Similar to `summary()`

, each plot panel shows the marginal distribution of the response (either Cq or \(log[eDNA]\)) across the levels of the variables used to simulate the data.

`plot()`

is a generic method intended for quick visualization of simulations. When we wish to create custom plots, we can convert a simulated dataset to a `dataframe`

by calling `as.data.frame()`

or `data.frame()`

on the simulation object, and then plot them with our method of choice. Here is an example using `ggplot2`

:

```
simsdf <- data.frame(ans)
# custom plot of simulated data
ggplot(simsdf, aes(x = factor(distance), y = Cq_star)) +
geom_jitter(aes(color = factor(volume)),
width = 0.05,
alpha = 0.65) +
geom_boxplot(alpha = 0.5,
width = 0.2,
size = 0.5) +
theme_minimal() +
labs(x = "Distance (m)", y = "Estimated Cq")
```

To simulate from a mixed-effects model, we use the function
`sim_eDNA_lmer()`

. Random effects are specified using the syntax of
the `lme4`

package, e.g. `(1|random effect)`

:

```
ans3 = sim_eDNA_lmer(Cq ~ distance + volume + (1|rep) + (1|tech_rep),
variable_list = vars,
betas = c(intercept = -10.6, distance = -0.05, volume = 0.01),
sigma_ln_eDNA = 1,
sigma_rand = c(0.1, 0.1), #stdev of the random effects
std_curve_alpha = 21.2,
std_curve_beta = -1.5)
#> Chain 1:
#> Chain 1: Elapsed Time: 0 seconds (Warm-up)
#> Chain 1: 6.1e-05 seconds (Sampling)
#> Chain 1: 6.1e-05 seconds (Total)
#> Chain 1:
```

When we are simulating data with random effects, we must provide the
standard deviation of the random effects (`sigma_rand`

, a vector containing one value for each random effect `beta`

), in addition to the information for the fixed effects.

Random effects are
assumed to be generated from a normal distribution for these
simulations using this standard deviation (`sigma_rand`

).

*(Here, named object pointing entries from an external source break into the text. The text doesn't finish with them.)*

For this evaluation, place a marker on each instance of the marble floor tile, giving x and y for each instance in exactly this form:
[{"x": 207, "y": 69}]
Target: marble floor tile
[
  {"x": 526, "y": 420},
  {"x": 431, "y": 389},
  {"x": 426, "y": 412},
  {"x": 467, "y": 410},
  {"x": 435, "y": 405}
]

When
`n_sims`

> 1, different random effects are generated for each
simulation.

By default, the simulation functions construct a model matrix assuming a
complete block design (i.e. every level of each variable is
represented). If we want to simulate data for an incomplete block design, we can
specify our own variable `data.frame`

, `X`

, to create a
model matrix.

When we specified the `vars`

above, we included variables that we did not use in the formula. By
design, the simulation and modeling functions ignore extra variables in the
`variable_list`

or `data`

inputs. This is just a workflow perk; it allows us to create a comprehensive list of variables we might be
interested in, and then we only need adjust the model formula to change the
simulations.

Sometimes we get simulation results that seem very surprising, and often our first instinct is to suspect the model. When this happens, it can be helpful to remember that the model underlying the simulation functions is highly deterministic to the expected value - which is to say that barring any bugs in the code, there is no stochasticity in the calculations that `artemis`

performs; they are mathematically sound when the pieces are right. There is a random component in simulating the random error, but even that should play out predictably for us. Thus if we're getting surprising or nonsensical simulations, the trouble probably lies with the assumptions or the data we provided to the model. When we go to look for the source of the unexpected behavior, the input data is almost always the best place to start.